I have the master branch that has a bunch of features in it that will not be released. I was asked to remove those features from master and create a new branch that that has them in it so we can merge back to master later.
The steps I took were:
- Create a new branch off of master called "NewFeatures"
- Go back to master, delete all offending code (months of commits, hundreds) by hand
- Commit deletes to master
The expectation was that I would keep working on "NewFeatures" and periodically merge master into "NewFeatures" so that when I merge back in, it is seamless.
Now, when I want to keep "NewFeatures" up to date with master, master wants to delete all the code in NewFeatures.
My question is, what would have been the proper way to accomplish with Git "deleting a bunch of features from master and placing them into another branch for later merging"?

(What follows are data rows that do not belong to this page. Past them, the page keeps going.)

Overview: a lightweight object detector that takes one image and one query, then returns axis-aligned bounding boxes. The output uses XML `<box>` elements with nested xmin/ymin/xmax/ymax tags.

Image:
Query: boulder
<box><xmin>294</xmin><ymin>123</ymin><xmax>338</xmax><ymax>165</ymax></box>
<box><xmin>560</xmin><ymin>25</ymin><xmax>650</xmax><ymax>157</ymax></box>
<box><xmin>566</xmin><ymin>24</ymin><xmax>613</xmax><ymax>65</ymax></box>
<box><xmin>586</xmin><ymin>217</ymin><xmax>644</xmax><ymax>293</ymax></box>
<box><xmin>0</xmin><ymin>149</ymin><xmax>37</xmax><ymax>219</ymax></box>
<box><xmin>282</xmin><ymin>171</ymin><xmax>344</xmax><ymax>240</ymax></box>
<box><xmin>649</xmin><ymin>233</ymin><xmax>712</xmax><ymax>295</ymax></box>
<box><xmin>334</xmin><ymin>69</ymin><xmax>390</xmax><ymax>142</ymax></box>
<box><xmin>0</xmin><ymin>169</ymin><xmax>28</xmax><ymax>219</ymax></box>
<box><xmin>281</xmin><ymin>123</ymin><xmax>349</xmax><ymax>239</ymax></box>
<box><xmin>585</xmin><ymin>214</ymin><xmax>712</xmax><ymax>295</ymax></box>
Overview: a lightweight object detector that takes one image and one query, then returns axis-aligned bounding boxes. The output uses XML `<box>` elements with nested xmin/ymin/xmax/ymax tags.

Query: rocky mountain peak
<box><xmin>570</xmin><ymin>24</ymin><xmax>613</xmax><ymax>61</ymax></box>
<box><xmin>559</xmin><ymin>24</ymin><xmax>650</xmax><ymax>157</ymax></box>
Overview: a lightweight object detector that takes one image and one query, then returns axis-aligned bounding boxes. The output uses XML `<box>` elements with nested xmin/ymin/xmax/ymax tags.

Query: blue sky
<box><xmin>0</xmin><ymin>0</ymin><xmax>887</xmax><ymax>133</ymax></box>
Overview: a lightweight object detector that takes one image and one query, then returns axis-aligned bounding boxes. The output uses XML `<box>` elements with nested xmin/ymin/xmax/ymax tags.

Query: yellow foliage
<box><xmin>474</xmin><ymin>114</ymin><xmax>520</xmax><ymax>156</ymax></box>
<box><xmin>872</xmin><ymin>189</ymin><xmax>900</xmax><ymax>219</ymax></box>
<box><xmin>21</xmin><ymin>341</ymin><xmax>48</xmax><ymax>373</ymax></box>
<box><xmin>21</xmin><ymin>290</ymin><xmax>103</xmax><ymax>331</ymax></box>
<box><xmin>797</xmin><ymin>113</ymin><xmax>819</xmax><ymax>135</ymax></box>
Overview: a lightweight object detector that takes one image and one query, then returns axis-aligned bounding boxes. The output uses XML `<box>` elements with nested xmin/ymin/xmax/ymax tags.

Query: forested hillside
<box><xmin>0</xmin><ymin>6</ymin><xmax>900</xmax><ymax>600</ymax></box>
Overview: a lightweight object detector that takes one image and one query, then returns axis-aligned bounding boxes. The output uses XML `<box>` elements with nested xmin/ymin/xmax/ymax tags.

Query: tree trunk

UPDATE Thanks for the responses. I've made a diagram that hopefully explains things. The biggest problem is that at the first merge from main to feature (the first xy on the second row), the main branch wants to erase everything that was y because I removed all y's.
- y - x - y - (remove y's) - x - x - (release x)-x - x - xy - xy - xy - (release xy)
\ \ \ /
y - y - y - y - y - xy - y - y - xy - (done)
UPDATE 2 I ended up moving the branch to just after I deleted NewFeature from main (but I had copied out the removed files) and then copied the removed files back in. This way, main can merge into NewFeature without killing things, and NewFeature can merge back into main without problems. I lose some commit log tracking, but it seemed better than cherry-picking files for the next three days.
The below help seemed to be the correct way to do it, but this way seems to be good enough for me (and the discussion led me to the way I finally did it, so thanks guys).